河川法の一部を改正する法律(平成三年法律第六一号)、河川法施行令の一部を改正する政令(平成三年政令第三三三号)及び河川法施行規則の一部を改正する省令(平成三年建設省令第二一号)の施行については、平成三年一一月一日付け建設省河政発第六九号により河川局長名をもって通達したところであるが、これらの法令の運用及び解釈並びに高規格堤防整備事業の実施及び高規格堤防の管理に当たっては、下記の事項に留意した上、遺憾のないようにされたい。
1 河川法改正の趣旨
今回の河川法(昭和三九年法律第百六七号。以下「法」という。)の改正は、計画高水流量を超える流量の洪水の作用に対して耐えることができる規格構造を有し、堤体内での通常の土地利用が可能な高規格堤防の整備の円滑な推進を図ることを目的とするものであり、高規格堤防の堤体上の土地の通常の利用を促進することを目的とするものではないこと。
2 高規格堤防特別区域の指定及び公示について
地方建設局河川部長(北海道開発局建設部長及び沖縄総合事務局開発建設部長を含む。
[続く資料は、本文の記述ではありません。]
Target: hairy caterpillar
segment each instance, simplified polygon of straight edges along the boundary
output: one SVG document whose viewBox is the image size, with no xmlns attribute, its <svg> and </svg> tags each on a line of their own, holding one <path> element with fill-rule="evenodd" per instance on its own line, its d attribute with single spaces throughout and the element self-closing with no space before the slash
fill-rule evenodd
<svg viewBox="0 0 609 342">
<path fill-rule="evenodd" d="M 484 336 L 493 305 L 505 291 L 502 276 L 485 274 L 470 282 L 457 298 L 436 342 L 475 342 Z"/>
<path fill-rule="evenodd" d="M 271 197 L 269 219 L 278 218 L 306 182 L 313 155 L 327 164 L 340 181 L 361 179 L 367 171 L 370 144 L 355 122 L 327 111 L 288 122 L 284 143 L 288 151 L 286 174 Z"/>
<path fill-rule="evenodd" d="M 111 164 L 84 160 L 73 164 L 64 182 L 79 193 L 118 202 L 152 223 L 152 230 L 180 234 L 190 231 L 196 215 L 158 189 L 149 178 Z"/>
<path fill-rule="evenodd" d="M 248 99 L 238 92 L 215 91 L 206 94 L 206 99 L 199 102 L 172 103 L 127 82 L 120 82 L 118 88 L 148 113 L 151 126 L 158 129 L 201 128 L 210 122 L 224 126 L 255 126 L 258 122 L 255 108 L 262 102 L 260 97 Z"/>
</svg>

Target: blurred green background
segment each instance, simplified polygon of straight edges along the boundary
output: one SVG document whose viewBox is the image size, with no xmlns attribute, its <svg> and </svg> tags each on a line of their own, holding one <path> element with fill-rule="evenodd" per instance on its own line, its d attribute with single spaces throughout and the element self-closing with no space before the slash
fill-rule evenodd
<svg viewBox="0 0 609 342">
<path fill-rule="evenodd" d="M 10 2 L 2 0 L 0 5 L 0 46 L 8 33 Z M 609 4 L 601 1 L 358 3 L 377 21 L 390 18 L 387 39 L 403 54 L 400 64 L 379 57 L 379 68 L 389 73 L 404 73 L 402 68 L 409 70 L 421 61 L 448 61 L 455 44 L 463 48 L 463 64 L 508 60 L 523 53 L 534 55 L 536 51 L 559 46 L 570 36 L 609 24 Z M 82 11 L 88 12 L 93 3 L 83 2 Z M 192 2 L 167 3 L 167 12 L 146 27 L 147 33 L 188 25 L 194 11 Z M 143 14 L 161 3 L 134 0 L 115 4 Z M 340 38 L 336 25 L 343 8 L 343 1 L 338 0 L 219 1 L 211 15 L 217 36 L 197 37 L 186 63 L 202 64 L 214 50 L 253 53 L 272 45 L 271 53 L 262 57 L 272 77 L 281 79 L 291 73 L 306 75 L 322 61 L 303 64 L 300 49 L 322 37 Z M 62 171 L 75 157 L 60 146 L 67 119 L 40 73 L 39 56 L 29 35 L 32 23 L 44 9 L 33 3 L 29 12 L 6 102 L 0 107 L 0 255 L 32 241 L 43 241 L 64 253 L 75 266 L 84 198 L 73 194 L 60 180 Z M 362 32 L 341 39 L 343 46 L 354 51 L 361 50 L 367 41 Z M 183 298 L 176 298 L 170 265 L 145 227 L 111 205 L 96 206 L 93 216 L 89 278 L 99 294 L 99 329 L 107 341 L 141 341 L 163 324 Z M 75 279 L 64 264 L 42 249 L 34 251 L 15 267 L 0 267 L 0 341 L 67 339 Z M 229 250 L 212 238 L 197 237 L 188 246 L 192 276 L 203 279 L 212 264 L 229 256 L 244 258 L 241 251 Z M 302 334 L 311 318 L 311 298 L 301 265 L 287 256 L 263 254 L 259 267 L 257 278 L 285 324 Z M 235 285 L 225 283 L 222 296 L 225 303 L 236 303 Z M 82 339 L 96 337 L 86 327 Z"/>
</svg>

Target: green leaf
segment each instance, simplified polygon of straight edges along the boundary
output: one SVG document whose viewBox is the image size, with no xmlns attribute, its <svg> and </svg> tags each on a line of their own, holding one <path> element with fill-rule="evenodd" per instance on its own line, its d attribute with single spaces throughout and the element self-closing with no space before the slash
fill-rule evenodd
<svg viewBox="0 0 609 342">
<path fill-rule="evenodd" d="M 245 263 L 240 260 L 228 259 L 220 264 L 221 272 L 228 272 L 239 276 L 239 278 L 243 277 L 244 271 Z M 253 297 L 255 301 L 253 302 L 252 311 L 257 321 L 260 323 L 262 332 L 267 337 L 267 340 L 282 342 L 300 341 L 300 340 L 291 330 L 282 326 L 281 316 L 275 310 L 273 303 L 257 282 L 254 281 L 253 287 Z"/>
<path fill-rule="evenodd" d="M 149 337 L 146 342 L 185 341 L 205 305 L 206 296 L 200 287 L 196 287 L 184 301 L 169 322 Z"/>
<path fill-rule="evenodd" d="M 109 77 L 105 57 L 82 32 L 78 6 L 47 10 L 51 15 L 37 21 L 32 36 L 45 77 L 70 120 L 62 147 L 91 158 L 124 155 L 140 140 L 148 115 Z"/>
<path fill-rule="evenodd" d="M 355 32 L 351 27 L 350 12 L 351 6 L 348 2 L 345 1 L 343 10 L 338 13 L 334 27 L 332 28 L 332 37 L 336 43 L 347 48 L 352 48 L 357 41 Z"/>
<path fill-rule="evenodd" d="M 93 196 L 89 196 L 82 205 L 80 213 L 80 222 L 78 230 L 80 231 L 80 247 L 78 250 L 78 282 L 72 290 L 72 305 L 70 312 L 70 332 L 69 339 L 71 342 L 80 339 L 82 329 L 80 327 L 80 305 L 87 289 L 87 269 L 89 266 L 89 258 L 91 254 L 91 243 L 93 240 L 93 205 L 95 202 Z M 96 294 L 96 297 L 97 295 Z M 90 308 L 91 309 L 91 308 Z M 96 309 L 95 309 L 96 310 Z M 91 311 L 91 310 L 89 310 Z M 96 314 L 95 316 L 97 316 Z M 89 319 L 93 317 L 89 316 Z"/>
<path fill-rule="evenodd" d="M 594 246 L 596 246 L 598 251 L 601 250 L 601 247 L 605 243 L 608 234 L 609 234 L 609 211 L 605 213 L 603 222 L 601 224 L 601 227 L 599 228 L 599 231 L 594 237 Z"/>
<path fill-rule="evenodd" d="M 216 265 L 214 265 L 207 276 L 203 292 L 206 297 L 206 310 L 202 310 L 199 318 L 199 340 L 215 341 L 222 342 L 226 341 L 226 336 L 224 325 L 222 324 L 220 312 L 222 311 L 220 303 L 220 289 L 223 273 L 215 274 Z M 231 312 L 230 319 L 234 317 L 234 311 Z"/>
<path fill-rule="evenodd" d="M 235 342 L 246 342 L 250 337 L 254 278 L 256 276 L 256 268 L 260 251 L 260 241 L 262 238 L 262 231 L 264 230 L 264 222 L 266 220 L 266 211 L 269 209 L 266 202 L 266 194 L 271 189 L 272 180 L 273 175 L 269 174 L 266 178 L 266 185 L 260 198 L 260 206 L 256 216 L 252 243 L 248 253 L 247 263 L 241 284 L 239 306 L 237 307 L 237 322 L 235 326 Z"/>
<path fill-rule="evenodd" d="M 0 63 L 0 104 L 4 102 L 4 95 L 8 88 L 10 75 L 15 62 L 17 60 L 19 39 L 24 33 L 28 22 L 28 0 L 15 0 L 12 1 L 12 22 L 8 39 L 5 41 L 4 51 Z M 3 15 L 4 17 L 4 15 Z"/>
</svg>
)は、指定区間外の一級河川について、高規格堤防特別区域の指定が必要になったときは、本省河川局水政課長に対し、次に掲げる図書を添付して、その旨を申し出ること。
イ 公示案
ロ 位置図
ハ 縮尺二、五〇〇分の一の実測平面図
ニ 高規格堤防の事業計画の概要(事業スケジュールを含む。)
ホ その他参考となるべき事項を記載した図書
3 高規格堤防に係る河川整備基本方針等について
高規格堤防を整備する河川の河川整備基本方針においては、高規格堤防の整備に関する事項として、高規格堤防のおおよその設置区間を定めるものであること。また、高規格堤防を整備する河川の河川整備計画においては、高規格堤防の横断形及び高規格堤防の敷地のうち通常の土地利用に供することができない天端の幅を定め、「(参考)」に主要な地点における高規格堤防の横断形の設計要件となる高規格堤防設計水位を記載するものであること。
4 高規格堤防の整備事業について
(1) 高規格堤防の整備は、大都市地域の大河川における超過洪水対策として行われるものであり、具体的な設置区域としては、こうした治水上の観点から、現在のところ、利根川、江戸川、荒川、多摩川、淀川及び大和川に係る大都市地域内の市街化区域等が想定されるものであること。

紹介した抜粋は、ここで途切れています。